Gabungan Pelaksana
Konstruksi Nasional Indonesia (GAPENSI) menyoroti maraknya baja impor yang
tak sesuai standar nasional Indonesia atau SNI. Produk tersebut banyak
ditemukan pada jenis material yang dipakai pada jasa konstruksi. Padahal, dari
segi kuantitas, industri baja dalam negeri dinilai mampu mencukupi kebutuhan
nasional.
Produk baja yang
dihasilkan juga memiliki kualitas yang lebih baik dibandingkan impor.

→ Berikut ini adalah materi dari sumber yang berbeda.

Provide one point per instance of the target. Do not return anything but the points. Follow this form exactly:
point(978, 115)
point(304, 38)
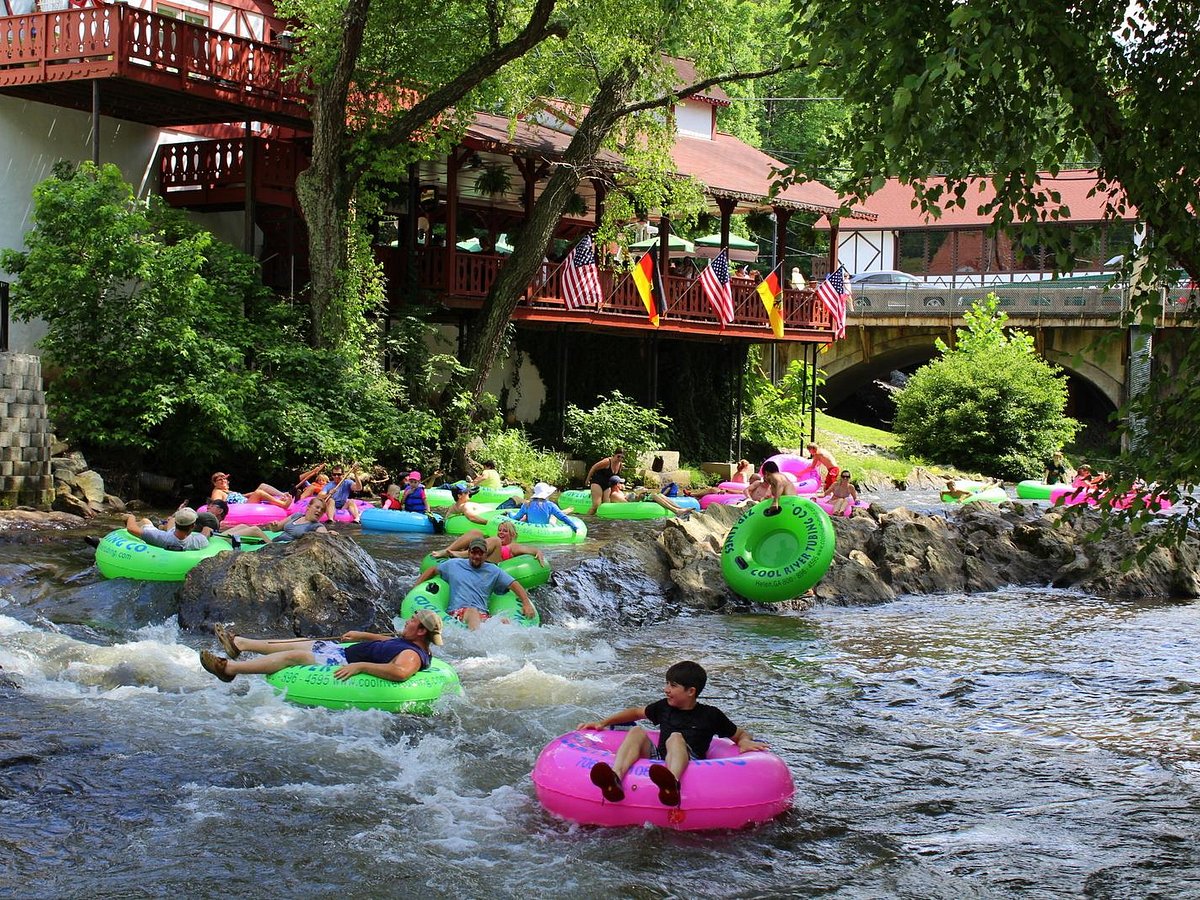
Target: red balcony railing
point(213, 173)
point(805, 318)
point(121, 41)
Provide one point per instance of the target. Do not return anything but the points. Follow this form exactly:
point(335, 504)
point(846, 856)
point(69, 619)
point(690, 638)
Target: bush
point(519, 460)
point(990, 405)
point(616, 421)
point(168, 349)
point(778, 417)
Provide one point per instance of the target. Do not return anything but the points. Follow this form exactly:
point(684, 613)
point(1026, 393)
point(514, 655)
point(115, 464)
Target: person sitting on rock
point(778, 483)
point(263, 493)
point(179, 532)
point(501, 547)
point(211, 522)
point(394, 658)
point(472, 583)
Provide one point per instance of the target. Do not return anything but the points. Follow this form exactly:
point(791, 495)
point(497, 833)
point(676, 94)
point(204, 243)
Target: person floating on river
point(687, 727)
point(823, 459)
point(501, 547)
point(843, 495)
point(600, 478)
point(263, 493)
point(540, 509)
point(394, 658)
point(178, 533)
point(472, 583)
point(779, 484)
point(1056, 469)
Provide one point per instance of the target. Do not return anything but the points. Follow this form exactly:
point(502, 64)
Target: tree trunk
point(487, 335)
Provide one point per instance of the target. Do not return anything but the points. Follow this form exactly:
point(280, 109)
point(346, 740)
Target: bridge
point(1077, 324)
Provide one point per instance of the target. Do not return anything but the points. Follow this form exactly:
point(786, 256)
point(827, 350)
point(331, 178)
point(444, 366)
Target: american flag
point(714, 281)
point(834, 293)
point(581, 277)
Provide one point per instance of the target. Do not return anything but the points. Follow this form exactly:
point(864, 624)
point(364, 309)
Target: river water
point(1020, 743)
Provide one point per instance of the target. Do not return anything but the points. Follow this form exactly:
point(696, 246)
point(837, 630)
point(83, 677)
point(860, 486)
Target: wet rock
point(322, 585)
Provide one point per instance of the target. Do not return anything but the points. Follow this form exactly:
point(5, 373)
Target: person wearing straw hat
point(394, 658)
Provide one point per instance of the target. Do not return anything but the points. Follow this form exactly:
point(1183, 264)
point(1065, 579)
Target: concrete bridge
point(1075, 327)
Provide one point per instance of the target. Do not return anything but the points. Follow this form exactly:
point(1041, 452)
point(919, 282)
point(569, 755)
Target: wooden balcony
point(688, 311)
point(151, 69)
point(210, 175)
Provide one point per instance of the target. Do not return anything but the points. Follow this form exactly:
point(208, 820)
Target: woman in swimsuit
point(501, 547)
point(600, 478)
point(263, 493)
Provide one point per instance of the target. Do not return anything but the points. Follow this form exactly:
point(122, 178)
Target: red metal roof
point(893, 203)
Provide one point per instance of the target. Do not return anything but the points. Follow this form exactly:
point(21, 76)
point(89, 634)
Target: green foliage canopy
point(989, 405)
point(166, 346)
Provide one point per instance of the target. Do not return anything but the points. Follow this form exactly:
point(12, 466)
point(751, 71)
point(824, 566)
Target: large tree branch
point(402, 129)
point(684, 93)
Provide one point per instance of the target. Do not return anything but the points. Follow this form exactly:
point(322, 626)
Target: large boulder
point(319, 586)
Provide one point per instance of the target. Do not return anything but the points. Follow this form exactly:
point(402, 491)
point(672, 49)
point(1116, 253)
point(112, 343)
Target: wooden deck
point(151, 69)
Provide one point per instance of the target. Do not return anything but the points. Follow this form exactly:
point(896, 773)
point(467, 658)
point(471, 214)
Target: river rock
point(322, 585)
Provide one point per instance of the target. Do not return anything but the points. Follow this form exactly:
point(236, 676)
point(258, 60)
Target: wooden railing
point(687, 305)
point(207, 171)
point(120, 40)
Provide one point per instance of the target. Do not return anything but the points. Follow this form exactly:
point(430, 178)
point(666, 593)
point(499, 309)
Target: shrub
point(168, 348)
point(616, 421)
point(990, 405)
point(519, 460)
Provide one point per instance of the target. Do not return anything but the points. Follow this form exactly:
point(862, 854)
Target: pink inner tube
point(708, 499)
point(727, 790)
point(252, 513)
point(826, 503)
point(343, 515)
point(792, 465)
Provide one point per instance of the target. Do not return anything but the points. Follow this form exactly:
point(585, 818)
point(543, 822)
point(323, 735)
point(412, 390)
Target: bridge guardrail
point(1024, 300)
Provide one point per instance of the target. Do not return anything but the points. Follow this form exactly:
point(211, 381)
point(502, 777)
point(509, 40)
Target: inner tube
point(771, 558)
point(123, 556)
point(525, 568)
point(1035, 490)
point(725, 790)
point(397, 520)
point(316, 687)
point(435, 594)
point(498, 495)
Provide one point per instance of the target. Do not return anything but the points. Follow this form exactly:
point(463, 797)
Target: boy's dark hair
point(688, 675)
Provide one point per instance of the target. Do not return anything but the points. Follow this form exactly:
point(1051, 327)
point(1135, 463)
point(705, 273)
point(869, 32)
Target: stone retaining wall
point(24, 433)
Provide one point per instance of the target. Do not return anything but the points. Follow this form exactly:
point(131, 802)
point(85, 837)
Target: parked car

Sekretaris Jenderal BPP GAPENSI Andi Rukman Nurdin menilai, pemerintah
cenderung lebih fokus terhadap pembangunan infrastruktur dibandingkan perbaikan
industri nasional. (Baca: Akibat Corona, Permintaan Baja Dunia Diramal
Terkontraksi 6,4%) "Kebutuhan kita untuk industri baja ini 15 hingga 20
juta metrik ton. Kita mampu sekali melakukan itu. Dengan catatan pemerintah
tegas bagaimana memproteksi pemain-pemain baja ini untuk menutup keran
impor," kata Andi dalam diskusi daring di Jakarta, Kamis (9/7).
Menurut dia, kualitas
produk hasil produksi dalam negeri tak jauh berbeda dibanding baja dari
Tiongkok, Vietnam maupun Thailand. Kendati demikian, dari segi harga produk
kedua negara ini jauh lebih murah. Alhasil, konsumen lebih memilih harga paling
murah sehingga produk dalam negeri kalah saing. Untuk menjadikan harga produk
baja lokal lebih bersaing, industri dalam negeri harus mampu meningkatkan
jumlah produksi. Selain itu, dia menilai tetap diperlukan dukungan pemerintah
untuk melindungi industri baja dalam negeri dari gempuran baja impor dari sisi
regulasi.
"Kita punya Krakatau Steel yang cukup
luar biasa, punya Gunung Garuda, tapi kenapa kebijakan impor ini masih dibuka,
ini menjadi persoalan," kata dia. (Baca: Pelaku Usaha Minta Perlindungan
dari Serbuan Impor Baja Selama Pandemi) Perlindungan baja sebelumnya memang kerap
dilontarkan pelaku industri, terlebih di masa pandemi corona. Indonesia
Iron and Steel Industry Association (IISIA) Widodo Aji mengatakan, industri
baja berada dalam kondisi kritis sehingga pelaku usaha meminta dilakukan
perlindungan perdagangan anti-dumping dan safeguard.
"Kondisi industri
bisa berdarah-darah dari sisi keuangan. Oleh karena itu, perlu tindakan
(perlindungan) cepat," kata dia dalam video conference, Selasa (9/6).
Ekspor besi dan baja meningkat selama periode Januari–Maret 2020 sebesar 36%.
Sementara, impor turun sekitar 23%. Meski begitu, dengan permintaan baja di
dalam negeri yang menurun lebih dari 50% selama periode tersebut, menyebabkan
volume impor yang masuk terasa cukup signifikan selama kuartal I 2020.
"Karena demand turun dan impor tinggi,
maka tingkat utilisasi baja nasional 10-30%," ujarnya. Permintaan Baja
Turun Sementara itu, Ketua Bidang 3 BPP HIPMI Perdagangan, Perindustrian, dan
ESDM sekaligus Direktur Gobel Internasioanal Rama Datau mengatakan, pandemi
virus corona membuat industri terpukul. Kondisi semakin diperburuk dengan
diterapkannya kebijakan pembatasan sosial berskala besar (PSBB) membuat
kegiatan ekonomi terhenti sehingga berdampak pada penurunan permintaan di
pasar. Sebagai industri yang pendukung industri lain, produk baja harus menjadi
perhatian khusus oleh seluruh pemangku kepentingan.
"Kita lihat industri bajanya banyak
gempuran dari baja impor, mungkin bisa membantu memproteksi industri baja ke
depan dari produk impor," ujar Rama. Membanjirnya impor besi dan baja juga
sempat menuai sorotan Presiden Joko Widodo. Hal ini menjadi salah satu
sumber defisit neraca perdagangan serta menggerus transaksi berjalan.
Bata Badan Pusat Statistik (BPS) mencatat, impor besi dan baja sepanjang 2019
mencapai US$ 10,39 miliar atau sekitar Rp 753 triliun. Realisasi impor baja
meningkat 1,42% dibanding tahun sebelumnya US$ 10,25 miliar. Selain menyebabkan
defisit dagang dan transaksi berjalan, impor baja juga menyebabkan utilitas
pabrik di dalam negeri menjadi sangat rendah.